1brc -- Billion row challenge

Lots of interesting takeaways here, the main one being there’s a heavy price to be paid for converting text from a file into a list of characters so that you can use a dcg when you can use read_string to parse simple records straight from the text buffer (presumably).

I find this to be a pretty astonishing result. So that’s ~6 ns. per record for the whole job. For comparison using @jan’s numbers (84% of 9.6 sec for 10M records) for read_string (i.e., just the string level parse done in C?) is about 800 ns. per record; that’s over two orders of magnitude difference. I’m not sure even massive parallelism can explain that.

Well, not really if you have a look at the Fortran solution and compare it. Its fully array based and features:

  • Custom float parser.
  • Custom hash table implementation.
  • mmap.
  • OpenMP for parallel runs.

Further, the gfortran optimising compiler is amazing and generates architecture native code which is vectorised where possible. Finally, OpenMP is state of the art for efficient parallel processing, so adding cores reduces the time (on the same machine) almost in direct linear relationship since the problem is “embarrassingly parallel”.

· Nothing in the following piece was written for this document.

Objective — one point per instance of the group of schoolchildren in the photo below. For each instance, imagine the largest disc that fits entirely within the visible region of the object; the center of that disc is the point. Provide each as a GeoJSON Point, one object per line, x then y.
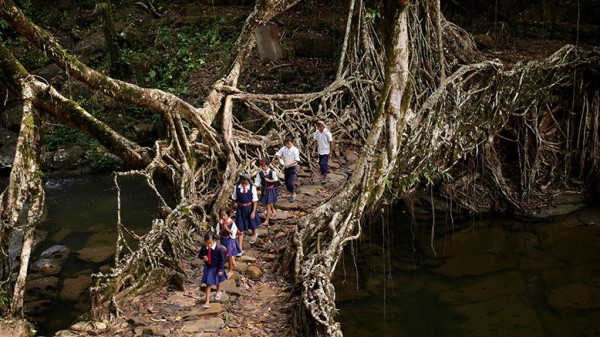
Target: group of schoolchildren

Meanwhile, the best C version is 0.15s relying additionally on packing 256-bit SIMD registers for insanely fast calculation of critical elements.

The guys on the Haskell forum managed to pull together a version which runs at <4s on a 10 core Mac. Mine ran in 4.3s against the same data on the same hardware.

Other things to note: if you check the main 1BRC project page, all the best Java results are <2s.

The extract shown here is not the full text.